Was ist Ragnarök? Die ganze Geschichte
Jeder Wikinger-Enthusiast kennt den Marvel-Film Thor: Ragnarök und die Idee, dass Ragnarök die Geschichte vom Ende der Welt in der nordischen Mythologie ist. Aber Marvel nimmt sich aus Gründen der Unterhaltung und der Kontinuität ihrer Zeitleiste erhebliche Freiheiten.

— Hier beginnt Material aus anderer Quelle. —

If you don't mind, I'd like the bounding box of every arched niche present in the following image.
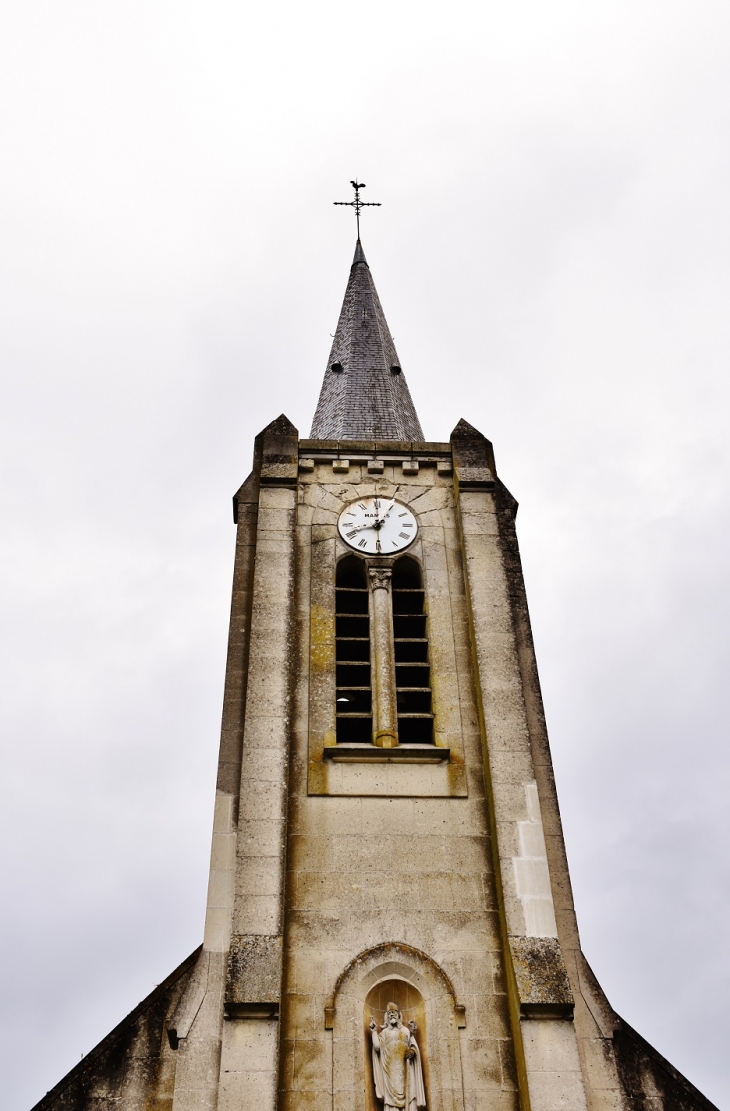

Was passiert wirklich in der Geschichte von Ragnarök und warum ist dieser apokalyptische Bericht ein so wichtiger Teil der Wikingerlegende?
Was ist Raganarök?
Auf Altnordisch bedeutet Ragnarök „Schicksal der Götter“ oder „Götterdämmerung“. Ragnarök ist genau das. Es ist die katastrophale Zerstörung des Kosmos und allem darin, einschließlich der nordischen Götter. Aber Ragnarök ist noch nicht wirklich passiert. Es wird in der nordischen Mythologie als Prophezeiung aufgezeichnet. Soweit wir wissen, warten die Wikinger und ihre Götter noch immer auf ihre Apokalypse.

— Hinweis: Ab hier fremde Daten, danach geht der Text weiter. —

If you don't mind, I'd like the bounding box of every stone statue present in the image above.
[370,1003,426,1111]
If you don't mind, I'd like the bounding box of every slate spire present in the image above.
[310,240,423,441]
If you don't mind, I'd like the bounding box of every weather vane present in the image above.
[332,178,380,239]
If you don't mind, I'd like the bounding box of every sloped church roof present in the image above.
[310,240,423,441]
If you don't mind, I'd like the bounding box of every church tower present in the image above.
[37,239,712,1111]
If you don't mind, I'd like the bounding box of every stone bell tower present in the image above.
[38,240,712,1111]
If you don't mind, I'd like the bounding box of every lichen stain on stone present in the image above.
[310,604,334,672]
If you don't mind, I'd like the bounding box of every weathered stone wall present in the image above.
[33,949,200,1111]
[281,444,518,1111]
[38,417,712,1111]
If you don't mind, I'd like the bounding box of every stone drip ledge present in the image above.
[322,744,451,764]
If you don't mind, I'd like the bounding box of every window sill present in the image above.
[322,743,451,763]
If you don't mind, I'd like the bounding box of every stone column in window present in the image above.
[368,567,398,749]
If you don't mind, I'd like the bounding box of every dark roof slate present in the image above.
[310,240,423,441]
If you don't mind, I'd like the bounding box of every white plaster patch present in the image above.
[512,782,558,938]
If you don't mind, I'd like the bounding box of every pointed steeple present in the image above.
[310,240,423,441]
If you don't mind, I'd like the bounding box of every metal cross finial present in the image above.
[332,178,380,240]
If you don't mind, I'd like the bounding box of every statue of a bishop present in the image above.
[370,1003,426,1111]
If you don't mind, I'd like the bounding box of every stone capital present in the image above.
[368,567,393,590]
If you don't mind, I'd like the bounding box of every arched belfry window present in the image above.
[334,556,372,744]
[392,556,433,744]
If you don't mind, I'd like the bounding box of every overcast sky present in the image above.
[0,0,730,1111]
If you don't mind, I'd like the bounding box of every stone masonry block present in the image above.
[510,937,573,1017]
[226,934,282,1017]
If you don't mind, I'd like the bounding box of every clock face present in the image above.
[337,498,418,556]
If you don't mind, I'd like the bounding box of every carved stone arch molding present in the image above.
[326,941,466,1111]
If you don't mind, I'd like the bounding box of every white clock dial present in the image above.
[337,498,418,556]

Aufzeichnungen der Ragnarök-Prophezeiung sind in drei Gedichten erhalten, die in der Poetischen Edda, einer Zusammenstellung früherer traditioneller Geschichten aus dem 13. Jahrhundert, die von Snorri Sturluson geschrieben wurde. Während ihre Schilderung der Vorzeichen, die das Kommen von Ragnarök signalisieren, und der Zerstörung der Welt selbst, weitgehend übereinstimmen, bieten die Quellen unterschiedliche Interpretationen dessen, was nach der Katastrophe passieren wird.
Vorzeichen und Omen
Während Ragnarök noch nicht passiert ist, ist es nach der nordischen Mythologie unvermeidlich und wurde bereits durch die Reihe von Ereignissen in Gang gesetzt, die den Tod von Odins Sohn Balder umgaben. Der Schlüsselteil dieser Geschichte ist vielleicht, dass der Trickstergott Loki, der für den Tod von Balder verantwortlich war, nach dem Tod des edelsten und beliebtesten der nordischen Götter inhaftiert wurde. Er ist an zwei Felsbrocken gekettet, über seinem Kopf hängt eine giftige Schlange, von der Gift auf sein Gesicht tropft. Während Loki bis zu diesem Zeitpunkt gerne Unfug machte, hat er eine relativ freundschaftliche Beziehung zu den nordischen Göttern. Dieser Bruch zwischen Loki und den nordischen Göttern könnte eine Voraussetzung für Ragnarök sein.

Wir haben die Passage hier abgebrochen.